Thursday, February 6, 2014

Vaccinate, yes - salt, maybe

Image by 3D4Medical.com/Getty Images
In this week's Science magazine, a study suggests that a buildup of chloride levels in rodent fetuses damages their developing neurons, and prevents a switch that moderates the extreme activity from engaging in newborns, thus triggering autistic behavior. The report focuses on the use of a chloride-lowering drug, bumetanide, that seems to be helpful even after the young have developed autistic symptoms.

Fifty or 60 years ago, doctors used to recommend that women cut out extra salt (sodium chloride) in their diet, to ease the swelling and risk of pre-eclampsia, but lately, doctors have advised women that they should stick to their regular diets during pregnancy - and we know how much salt is in fast food and processed foods. Is it too much? Could it be the trigger?

Anecdotally, my mother kept to a salt-free diet while she was pregnant with me and had no problems with delivery. When my dad returned from Japan, she couldn't keep to the salt restriction, and they had to use forceps to deliver my brother.

Growing up, we all had to be vaccinated, and many of those vaccinations, such as for small pox and polio, were done in school. I cannot recall any autistic kids, although I had several classmates with other mental disabilities.

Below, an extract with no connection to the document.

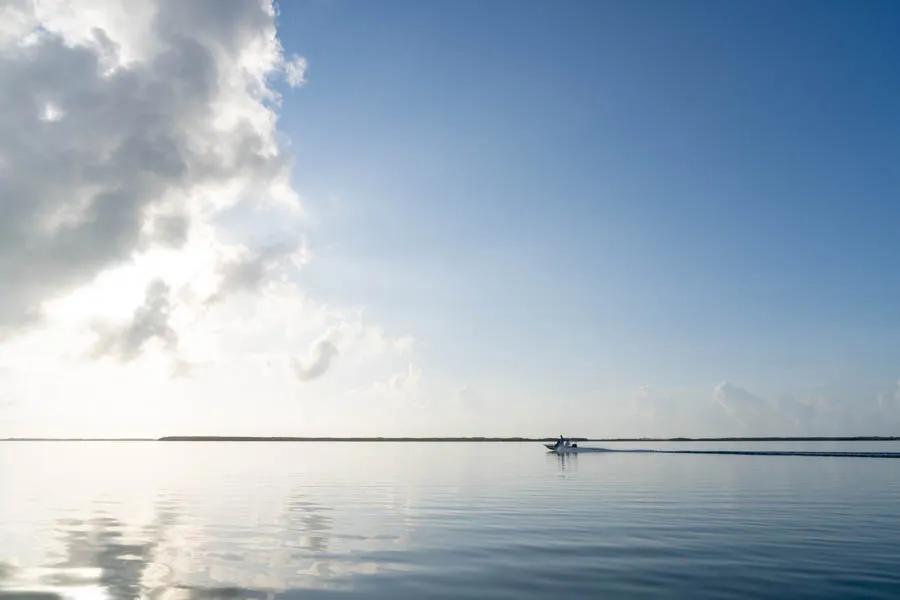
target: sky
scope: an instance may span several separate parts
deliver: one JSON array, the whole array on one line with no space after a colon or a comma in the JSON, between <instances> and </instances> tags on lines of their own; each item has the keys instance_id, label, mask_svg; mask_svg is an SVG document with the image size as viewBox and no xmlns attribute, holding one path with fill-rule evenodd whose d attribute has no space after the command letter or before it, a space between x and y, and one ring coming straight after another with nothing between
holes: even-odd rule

I didn't have my first taste of McDonald's until I was in my teens. But we probably got plenty of salt from canned goods, sauerkraut, cured ham and sausages.

Although I suspect a link to high salt consumption and autism spectrum disorders, more study needs to be done. I don't have the same wariness of vaccination; the overwhelming good vaccines do outweighs the fear that they may do harm, and so far, scientific studies have not linked them to autism.

Here's the news release on the study:
A drug given to pregnant mice with models of autism prevents autistic behavior in their offspring, a new report shows, and though the drug could not be administered prenatally in humans (there is no way to screen for autism in human fetuses), clinical trials of this drug administered later in development, in young children who have already developed autistic symptoms, are showing progress. The causes of autism spectrum disorder, or ASD, are complex. Prolonged excitation of brain neurons seems partly to blame. Thus, GABA - the main inhibitory neurotransmitter in the brain - has drawn attention; GABA typically excites neurons in the brain of a growing fetus and then quiets them during birth, a switch mediated by oxytocin from the mother, and one that has a protective effect. But in autism, this switch doesn’t happen. The neurons remain excited because chloride - a key signaling molecule - builds to higher concentrations than it should. In the aforementioned clinical trials, a chloride-lowering drug called bumetanide appeared to have restored the GABA switch in children with ASD, reducing the severity of both autism and Asperger syndrome. To better understand if bumetanide affects the cellular processes that underlay the GABA switch in the way they believed it did (by lowering chloride levels), and to determine whether restoring the switch alone could reduce autistic symptoms, Roman Tyzio and colleagues (several of whom had been involved in the trials) studied two rodent models of autism. Oxytocin didn’t signal from mother to baby in the pregnant rodents, the researchers found, and as a result, chloride built to higher concentrations than it should have inside fetal neurons. By injecting the mothers with bumetanide, however, the researchers were able to reduce chloride levels to their appropriate amount - and in turn, to restore the GABA switch. Critically, mouse offspring exposed to this treatment didn’t demonstrate traits of autism. This study provides support for use of bumetanide in ongoing clinical trials in young children who have already developed autistic symptoms.